The goals of vendor offboarding are to ensure a smooth and secure transition, minimize risk and
disruption to business operations, and protect sensitive information.

Many organizations overlook the importance of a secure and programmatic offboarding process, and
that exposes them to future risks. Few of them are listed below:

Examines challenges in managing vendor offboarding;

Discusses best practices to securely wind down business relationships; and

Recommends a comprehensive vendor offboarding checklist to reduce risk and simplify the process.
Best Practices for Vendor Offboarding

A centralized process can help teams automate vendor offboarding, ensure its completeness, and
effectively mitigate risk.

Here are five best practices to follow during offboarding:

1. Communication Open to Vendor:

Mitigate the risk by keeping the lines of communication open with the vendor throughout the
offboarding process. This includes informing vendors of the offboarding timeline, answering any
questions, and providing clear instructions regarding what is expected during the process. A solution
that centralizes interactions with vendors, maintains tasks and timelines, and requires approval
workflows will greatly reduce the manual work required to address these issues.

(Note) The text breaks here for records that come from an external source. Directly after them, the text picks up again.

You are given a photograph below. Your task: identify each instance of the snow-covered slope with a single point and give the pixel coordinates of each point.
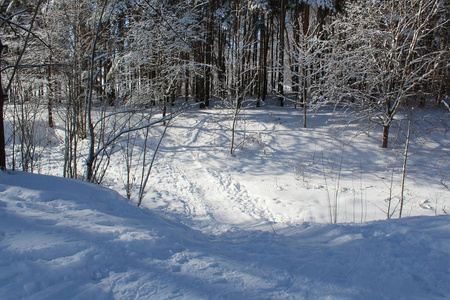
(65, 239)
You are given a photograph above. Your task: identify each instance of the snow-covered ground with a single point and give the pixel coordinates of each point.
(252, 225)
(66, 239)
(282, 174)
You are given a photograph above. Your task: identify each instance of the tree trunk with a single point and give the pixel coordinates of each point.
(2, 127)
(281, 58)
(385, 136)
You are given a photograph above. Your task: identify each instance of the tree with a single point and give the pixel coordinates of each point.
(378, 55)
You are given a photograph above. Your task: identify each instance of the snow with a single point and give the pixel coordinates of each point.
(66, 239)
(253, 225)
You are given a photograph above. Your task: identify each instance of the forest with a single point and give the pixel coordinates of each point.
(97, 65)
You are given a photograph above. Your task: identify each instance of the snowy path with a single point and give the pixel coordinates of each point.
(283, 175)
(63, 239)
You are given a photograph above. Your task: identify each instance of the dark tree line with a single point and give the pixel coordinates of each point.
(372, 55)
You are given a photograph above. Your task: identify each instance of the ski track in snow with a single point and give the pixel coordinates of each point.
(63, 239)
(209, 195)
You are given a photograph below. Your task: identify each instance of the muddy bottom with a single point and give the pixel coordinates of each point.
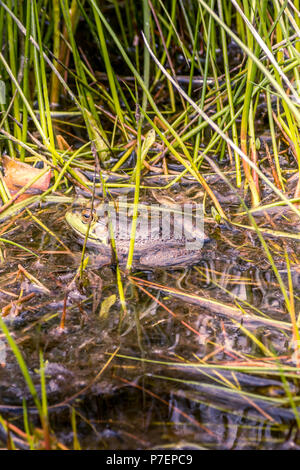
(198, 357)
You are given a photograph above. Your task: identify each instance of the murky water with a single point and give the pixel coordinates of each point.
(202, 357)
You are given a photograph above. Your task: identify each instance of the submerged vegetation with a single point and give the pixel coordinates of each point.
(167, 102)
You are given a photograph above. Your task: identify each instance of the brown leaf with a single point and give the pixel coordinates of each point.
(19, 174)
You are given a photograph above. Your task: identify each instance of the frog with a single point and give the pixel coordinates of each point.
(162, 239)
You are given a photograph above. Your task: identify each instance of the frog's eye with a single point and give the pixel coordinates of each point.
(87, 216)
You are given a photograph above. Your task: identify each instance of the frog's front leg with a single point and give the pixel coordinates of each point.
(170, 257)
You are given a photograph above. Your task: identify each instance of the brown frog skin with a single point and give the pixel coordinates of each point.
(150, 250)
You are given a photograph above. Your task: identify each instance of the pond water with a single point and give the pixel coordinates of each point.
(201, 357)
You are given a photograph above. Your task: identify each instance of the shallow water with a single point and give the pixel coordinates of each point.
(193, 367)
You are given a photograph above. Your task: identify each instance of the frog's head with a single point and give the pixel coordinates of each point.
(85, 220)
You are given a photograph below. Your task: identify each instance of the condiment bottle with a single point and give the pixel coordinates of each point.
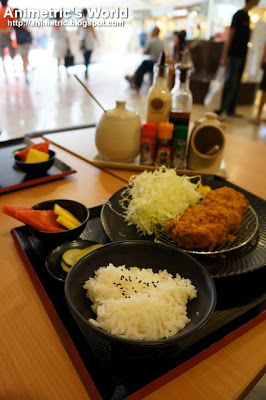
(180, 111)
(159, 96)
(148, 141)
(164, 144)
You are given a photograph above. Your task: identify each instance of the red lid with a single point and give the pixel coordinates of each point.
(149, 129)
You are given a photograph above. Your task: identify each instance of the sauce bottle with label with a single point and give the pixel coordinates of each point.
(180, 111)
(148, 141)
(164, 144)
(159, 96)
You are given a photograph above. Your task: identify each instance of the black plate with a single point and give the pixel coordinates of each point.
(250, 257)
(14, 178)
(131, 371)
(52, 261)
(144, 255)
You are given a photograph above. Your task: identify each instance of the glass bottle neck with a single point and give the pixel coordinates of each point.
(181, 80)
(159, 80)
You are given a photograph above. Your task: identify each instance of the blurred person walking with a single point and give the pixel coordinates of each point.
(234, 58)
(61, 43)
(5, 30)
(262, 87)
(24, 41)
(176, 56)
(87, 38)
(154, 48)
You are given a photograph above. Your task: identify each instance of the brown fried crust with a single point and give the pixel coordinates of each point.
(209, 223)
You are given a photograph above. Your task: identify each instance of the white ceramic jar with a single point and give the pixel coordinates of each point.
(118, 134)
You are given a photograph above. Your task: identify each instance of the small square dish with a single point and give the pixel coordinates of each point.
(57, 267)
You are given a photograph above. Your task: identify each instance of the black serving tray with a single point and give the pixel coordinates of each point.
(110, 372)
(14, 179)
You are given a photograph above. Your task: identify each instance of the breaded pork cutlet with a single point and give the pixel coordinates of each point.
(208, 224)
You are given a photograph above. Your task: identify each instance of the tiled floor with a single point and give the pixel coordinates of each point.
(53, 100)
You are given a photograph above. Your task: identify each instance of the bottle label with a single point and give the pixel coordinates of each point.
(163, 156)
(147, 150)
(179, 153)
(157, 103)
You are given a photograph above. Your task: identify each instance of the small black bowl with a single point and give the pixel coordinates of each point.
(52, 261)
(80, 211)
(142, 254)
(35, 168)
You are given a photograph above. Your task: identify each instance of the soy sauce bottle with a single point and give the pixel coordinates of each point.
(180, 111)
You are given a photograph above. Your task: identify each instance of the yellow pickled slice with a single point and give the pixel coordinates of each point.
(70, 256)
(34, 156)
(64, 266)
(87, 250)
(62, 212)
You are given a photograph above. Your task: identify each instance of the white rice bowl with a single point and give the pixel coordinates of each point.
(138, 303)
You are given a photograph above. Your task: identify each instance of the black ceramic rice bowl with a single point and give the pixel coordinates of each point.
(141, 254)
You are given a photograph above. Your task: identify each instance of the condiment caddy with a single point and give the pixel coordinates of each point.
(164, 138)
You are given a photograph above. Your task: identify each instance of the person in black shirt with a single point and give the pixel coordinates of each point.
(234, 58)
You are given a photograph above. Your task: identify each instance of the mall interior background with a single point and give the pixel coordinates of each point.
(54, 101)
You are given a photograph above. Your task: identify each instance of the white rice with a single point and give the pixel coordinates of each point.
(139, 304)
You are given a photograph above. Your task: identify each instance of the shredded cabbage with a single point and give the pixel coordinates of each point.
(152, 199)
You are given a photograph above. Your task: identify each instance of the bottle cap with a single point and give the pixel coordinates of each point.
(165, 130)
(181, 132)
(149, 129)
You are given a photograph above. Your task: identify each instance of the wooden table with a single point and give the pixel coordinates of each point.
(33, 362)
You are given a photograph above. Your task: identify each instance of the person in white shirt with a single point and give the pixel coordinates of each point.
(87, 39)
(154, 48)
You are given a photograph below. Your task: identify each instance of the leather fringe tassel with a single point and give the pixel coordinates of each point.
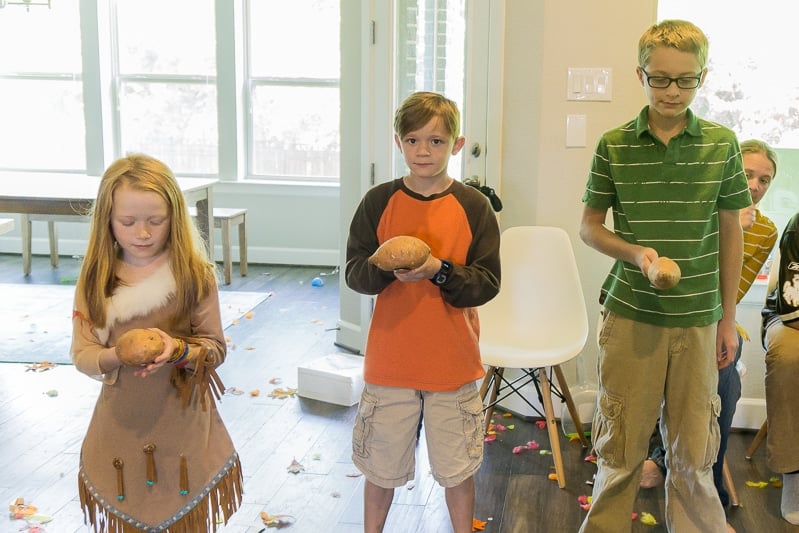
(221, 502)
(201, 385)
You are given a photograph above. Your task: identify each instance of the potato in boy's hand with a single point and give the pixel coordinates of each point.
(403, 252)
(138, 347)
(664, 273)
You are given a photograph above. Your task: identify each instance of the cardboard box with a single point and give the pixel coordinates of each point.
(335, 378)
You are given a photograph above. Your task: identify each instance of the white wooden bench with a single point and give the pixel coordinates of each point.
(225, 218)
(6, 225)
(52, 234)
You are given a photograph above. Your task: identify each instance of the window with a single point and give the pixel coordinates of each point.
(166, 82)
(750, 87)
(42, 126)
(430, 57)
(293, 80)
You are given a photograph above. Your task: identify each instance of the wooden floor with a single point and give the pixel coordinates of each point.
(41, 435)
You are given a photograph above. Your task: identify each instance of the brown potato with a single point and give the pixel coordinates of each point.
(137, 347)
(664, 273)
(401, 253)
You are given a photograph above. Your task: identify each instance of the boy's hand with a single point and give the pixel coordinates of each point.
(428, 269)
(644, 259)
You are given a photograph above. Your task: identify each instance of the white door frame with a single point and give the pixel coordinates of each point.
(367, 88)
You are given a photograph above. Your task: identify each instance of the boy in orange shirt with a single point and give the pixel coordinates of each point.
(422, 356)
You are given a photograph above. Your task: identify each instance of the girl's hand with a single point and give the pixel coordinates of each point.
(170, 345)
(428, 269)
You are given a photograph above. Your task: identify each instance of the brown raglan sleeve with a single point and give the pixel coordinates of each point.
(362, 242)
(476, 282)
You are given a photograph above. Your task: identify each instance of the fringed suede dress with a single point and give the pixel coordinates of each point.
(156, 456)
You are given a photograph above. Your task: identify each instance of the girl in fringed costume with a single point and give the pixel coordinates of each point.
(156, 456)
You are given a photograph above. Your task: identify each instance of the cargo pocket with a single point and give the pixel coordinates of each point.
(363, 424)
(714, 433)
(471, 408)
(608, 430)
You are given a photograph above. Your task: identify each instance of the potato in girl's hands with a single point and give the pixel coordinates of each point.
(138, 347)
(664, 273)
(402, 252)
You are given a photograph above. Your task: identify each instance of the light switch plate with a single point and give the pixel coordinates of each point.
(589, 84)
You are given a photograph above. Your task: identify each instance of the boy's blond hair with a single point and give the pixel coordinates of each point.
(679, 34)
(420, 107)
(194, 273)
(756, 146)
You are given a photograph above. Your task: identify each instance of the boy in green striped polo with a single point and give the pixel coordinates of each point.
(675, 184)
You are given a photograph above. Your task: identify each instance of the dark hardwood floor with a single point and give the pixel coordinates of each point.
(41, 435)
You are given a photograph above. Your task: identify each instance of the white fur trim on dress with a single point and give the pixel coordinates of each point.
(130, 301)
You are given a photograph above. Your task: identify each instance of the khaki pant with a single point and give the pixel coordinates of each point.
(782, 382)
(643, 370)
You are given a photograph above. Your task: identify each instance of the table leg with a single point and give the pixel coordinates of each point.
(205, 224)
(26, 243)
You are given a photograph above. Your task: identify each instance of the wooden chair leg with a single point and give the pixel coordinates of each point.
(761, 434)
(492, 379)
(564, 389)
(552, 427)
(727, 476)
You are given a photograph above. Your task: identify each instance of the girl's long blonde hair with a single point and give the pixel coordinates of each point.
(194, 273)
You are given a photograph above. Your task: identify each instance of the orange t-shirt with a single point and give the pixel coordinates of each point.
(423, 336)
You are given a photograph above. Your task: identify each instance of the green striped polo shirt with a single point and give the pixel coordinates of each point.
(668, 198)
(759, 240)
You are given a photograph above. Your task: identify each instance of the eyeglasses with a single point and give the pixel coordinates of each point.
(662, 82)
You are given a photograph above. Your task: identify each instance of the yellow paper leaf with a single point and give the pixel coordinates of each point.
(648, 519)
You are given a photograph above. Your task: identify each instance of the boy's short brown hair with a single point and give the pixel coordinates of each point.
(680, 34)
(420, 107)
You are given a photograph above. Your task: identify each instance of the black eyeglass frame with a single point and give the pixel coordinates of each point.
(683, 82)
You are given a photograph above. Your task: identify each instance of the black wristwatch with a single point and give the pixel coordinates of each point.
(443, 273)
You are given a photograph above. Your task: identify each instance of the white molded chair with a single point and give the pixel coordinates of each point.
(537, 322)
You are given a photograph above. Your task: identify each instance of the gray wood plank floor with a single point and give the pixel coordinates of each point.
(42, 434)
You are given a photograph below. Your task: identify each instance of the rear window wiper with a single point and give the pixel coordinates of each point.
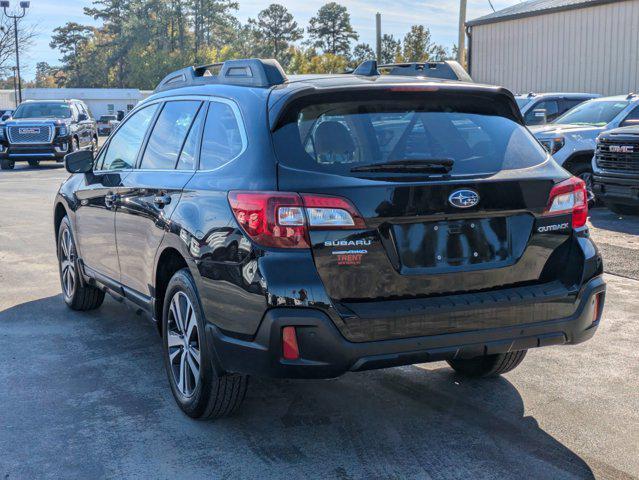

2. Perform a Final Review of the Contract:

Review the contract’s termination provisions to ensure you have the right to terminate the relationship,
and if so, the proper timelines for doing so. A final review with legal and procurement can identify
scope creep and ensure that the vendor provided all the contractually obligated goods and services.
Finally, review KPIs, pending deliverables, and payments. If the vendor is supplying parts, make sure
warranty and support agreements that survive termination are clear.

3. Settle Any Outstanding Bills:

After thoroughly reviewing the contract terms and identifying remaining obligations for both parties,
ensure that you receive final deliverables and schedule final payments. Be sure to include any credits
or returns when calculating payments, as these may be difficult to recover after you terminate the
contract.

4. Revoke Access to IT Infrastructure, Data and Physical Buildings:

Vendors may require access to your systems, such as those used for purchasing, engineering, marketing,
and financial data. When offboarding a vendor, it is critical to terminate their access to your intellectual
property and other sensitive data.

This includes:

Ensuring you have a list of all vendor accounts and deleting login credentials.

Providing the vendor with a complete list of all company-owned equipment they must return. When
repurposing returned equipment, be mindful of data retention requirements.

Deauthorizing access to all applications, including VPNs and cloud apps for file sharing and
messaging.

Deauthorizing any access the vendor may have had through APIs, as these could be a useful attack
vector if a hacker later compromises the vendor.

5. Continuously Monitor Vendors for Potential Future Risks:

Even though the contract has been terminated and all tasks have been successfully completed, risks to
company’s systems and data, as well as compliance or reputational risks, can still emerge long after the
relationship ends. Continuously monitoring multiple risk vectors will ensure that your team has
extended visibility into potential future risks.